A jar of Nutella now contains 8.7% skimmed milk powder whereas before this was listed as 7.5%.
The manufacturer does not list the exact amount of cocoa used but Hamburg-based consumer group Verbraucherzentrale noted that cocoa has “slipped back in the list of ingredients".
“As the colour of the new Nutella is lighter, we assume that more milk powder was added at the expense of cocoa,” it said.
According to the nutrition table, the new version also contains slightly more sugar, increasing from 55.9% to 56.3%, while the fat content fell slightly from 31.8% to 30.9%.
However, a spokesperson for the firm said it had not increased the amount of added sugar.
"Like many other food products regularly do, the Nutella recipe has undergone a minor adjustment. In this instance, the fine-tuning is very minimal.
The quality, sourcing and characteristics of all Nutella ingredients have remained the same, while the amount of added sugar has not increased. We have quality controls and regular taste tests with our consumers to ensure we always retain 100% Nutella quality – this is what we always aim for and that has not changed."
Ferrero did not communicate the recipe change at the time and Verbraucherzentrale said it doesn’t know when the recipe change took place but believes it is a money-saving exercise.
“Many suspect that with this recipe change Ferrero wants to save money on the ingredients because skimmed milk powder is usually much cheaper than cocoa powder. A reduction in the purchase price of Nutella, in order to pass on the lower cost of the ingredients to consumers, has not yet been
The secret recipe change has sparked anger among the public with Twitter users, under the hashtag #BoycottNutella, calling on consumers to boycott the product until Ferrero reverts back to the previous formulation.

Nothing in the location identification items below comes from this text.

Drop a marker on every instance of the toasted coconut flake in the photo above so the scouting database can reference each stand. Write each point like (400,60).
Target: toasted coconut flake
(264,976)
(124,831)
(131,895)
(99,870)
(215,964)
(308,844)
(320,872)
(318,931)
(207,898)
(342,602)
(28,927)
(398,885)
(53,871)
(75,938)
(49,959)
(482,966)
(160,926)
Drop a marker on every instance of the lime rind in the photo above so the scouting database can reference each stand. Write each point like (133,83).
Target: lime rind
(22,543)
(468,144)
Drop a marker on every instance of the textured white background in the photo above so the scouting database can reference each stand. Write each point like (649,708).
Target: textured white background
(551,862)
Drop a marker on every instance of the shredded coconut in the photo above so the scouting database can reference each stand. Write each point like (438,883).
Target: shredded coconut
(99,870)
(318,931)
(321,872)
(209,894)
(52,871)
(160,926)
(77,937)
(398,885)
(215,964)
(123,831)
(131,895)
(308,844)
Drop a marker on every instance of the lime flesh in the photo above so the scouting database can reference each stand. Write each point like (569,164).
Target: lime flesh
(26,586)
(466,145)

The consumer group expressed surprise that Ferrero had raised the sugar content in the midst of rising obesity and type 2 diabetes numbers in Germany.

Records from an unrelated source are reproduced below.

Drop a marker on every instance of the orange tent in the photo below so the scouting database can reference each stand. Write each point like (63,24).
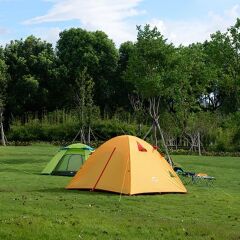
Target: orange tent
(129,165)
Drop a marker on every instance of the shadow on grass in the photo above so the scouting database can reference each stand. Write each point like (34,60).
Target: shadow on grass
(80,192)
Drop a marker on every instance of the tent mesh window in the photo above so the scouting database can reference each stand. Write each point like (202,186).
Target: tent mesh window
(69,162)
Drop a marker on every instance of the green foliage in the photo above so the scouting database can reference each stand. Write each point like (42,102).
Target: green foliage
(78,49)
(62,126)
(150,63)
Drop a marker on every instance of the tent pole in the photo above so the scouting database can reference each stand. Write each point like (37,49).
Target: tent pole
(103,169)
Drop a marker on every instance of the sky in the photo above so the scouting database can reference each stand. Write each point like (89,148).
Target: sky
(180,21)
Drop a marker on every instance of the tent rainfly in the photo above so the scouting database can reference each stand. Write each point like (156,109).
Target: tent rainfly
(128,165)
(68,160)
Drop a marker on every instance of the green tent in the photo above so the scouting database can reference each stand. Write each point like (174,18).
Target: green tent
(68,160)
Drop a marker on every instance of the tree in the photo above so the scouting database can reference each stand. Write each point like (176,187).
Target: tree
(3,87)
(30,63)
(78,49)
(224,57)
(84,103)
(150,67)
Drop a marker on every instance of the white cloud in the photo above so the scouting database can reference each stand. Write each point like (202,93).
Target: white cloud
(187,32)
(106,15)
(3,31)
(116,18)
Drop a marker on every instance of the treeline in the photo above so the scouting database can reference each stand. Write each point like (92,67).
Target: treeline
(187,90)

“What Ferrero has done with the current recipe change, given the high sugar content, is exactly the opposite of what health politicians want. After all, the fat content was lowered, but only very slightly,” it said.
Verbrauchzentrale designed a poster showing a glass jar with the approximate proportions of raw ingredients used in Nutella, which it has circulated online.
Similar images and a video have also been circulated by French consumer group UFC-Que Choisir. France is the biggest global consumer of Ferrero’s chocolate hazelnut spread.
In the video, the consumer group criticises the manufacturer for promoting the most attractive ingredients in its advertising campaigns, such as hazelnuts and cocoa, even though these are used it smaller amounts that palm oil and sugar.
It also pulled up Ferrero for referring to the ingredients as “fruits of the oil palm” and “French beet sugar”.
“You’d think that we should count Nutella as one of our five-a-day fruit and vegetables,” said UFC-Que Choisir journalist Fabienne Maleysson.
Earlier this year, Ferrero launched a TV advertising campaign defending its use of palm oil in Nutella, saying palm oil is currently suffering "an unfair smear campaign" in Italy.